What is a syncytium? How is this involved in viral attack?

Answer 27

Viruses can spread directly to neighboring cells, fusing the cells together and creating a deformed, dysfunctional clump of fused cells.

Question 28

How do viruses move toward the nucleus after it enters the cell?

Answer 28

Hijacking microtubule-based molecular motors like kinesins, and dyneins

Question 29

What viruses use penetration? Why is it necessary?

Answer 29

Bacteriophages.

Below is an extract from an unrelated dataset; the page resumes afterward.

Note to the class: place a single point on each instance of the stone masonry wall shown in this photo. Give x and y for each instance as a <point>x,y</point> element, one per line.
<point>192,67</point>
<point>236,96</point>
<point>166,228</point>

Bacteria can have thick cell walls, so the bacteriophage will inject only the genome.

Question 30

How can bacteriophages bind to bacterial cell walls?

Answer 30

Bacteriophages can bind glyco/lipoproteins, amino acids, sugar transport proteins, or F (sex) pili to attach to bacterial cell wall.

Question 31

Describe how a bacteriophage can inject its genome into a bacterial cell?

Answer 31

1. Receptor (feet) binds outer cell wall
2. Tail pins lower to strengthen viral attachment.
3. Pilot protein penetrates outer cell wall.
4. Lysozyme degrades inner cll wall. Pilot protein disassembles.
5. Genome is injected into both cell walls.